Editorial: Local impact of international students
New rules for students coming from overseas to study in the United States might seem like something that only needs to concern people coming here from China and France and India for their higher education.
But it doesn’t. It affects kids going to school in Pittsburgh and State College and other major universities in our own backyards.
Research universities across the nation will feel the blow of the Trump administration plan to deny visas or deport foreign students unless they attend classes in person rather than online. The move was announced as schools struggle to make plans for how classes will resume amid the coronavirus pandemic when the fall semesters start as early as next month.
Some, like Harvard, are going totally online. Some have said they would be back in the classroom, although that may change. The University of Southern California announced it was walking back those plans last week. Others are working on hybrid plans that could involve late starts and early breaks for in-person instruction but some remote presence.

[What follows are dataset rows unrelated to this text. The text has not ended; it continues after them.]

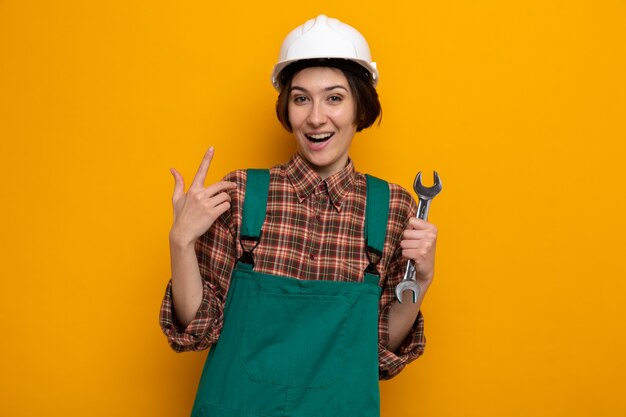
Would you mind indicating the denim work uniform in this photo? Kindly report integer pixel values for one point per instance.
(296, 348)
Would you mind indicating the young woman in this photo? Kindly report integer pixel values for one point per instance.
(288, 275)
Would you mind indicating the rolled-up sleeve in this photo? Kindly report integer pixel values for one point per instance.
(202, 331)
(391, 363)
(401, 208)
(216, 251)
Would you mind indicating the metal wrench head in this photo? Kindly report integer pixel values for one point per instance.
(427, 193)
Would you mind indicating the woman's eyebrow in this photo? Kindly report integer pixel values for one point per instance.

But the threat to international student visas could force universities to make changes to keep that foreign tuition money. And it can be a lot of money.
In 2017, Pennsylvania Auditor General Eugene DePasquale called out Penn State in his audit for enrolling out-of-state and international students because of the higher price they pay to attend, about $15,000 over Pennsylvania students who already pay among the highest public school cost in the country.
That hasn’t changed much since then. Almost 10,000 international students attended the fall 2019 semester.
Carnegie Mellon’s international students pay $77,000 a year to attend. If those 6,700 or so students out of a total enrollment of 14,800 didn’t show up, would the university be able to find enough home-grown scholars who could afford to foot that bill? At Pitt, it would be 10% of the student population.
If colleges can’t depend on that full-freight, out-of-town money as part of the accounts receivable, the scales are going to have to be balanced in another way. With Pitt and Penn State, that will mean asking the state for more money, but covid-19 has already taxed the Pennsylvania coffers and that well will be pretty dry.
The next option is always the students, and the cost of a university education, particularly at a marquee institution like those the Keystone State boasts, is already cripplingly expensive.
Pitt and Carnegie Mellon have joined other research universities in asking for the visa position to be reconsidered. That is the right move.
While the Trump administration may have reasons for the plans, there is a broader impact.
If students can’t afford to attend, the schools will suffer. The schools are multi-billion dollar economic engines driving innovation, entrepreneurship, business and even military development throughout their communities, states and the nation as a whole.
Universities and students have enough variables to negotiate as they plan for the coming school year. This is one nobody needs.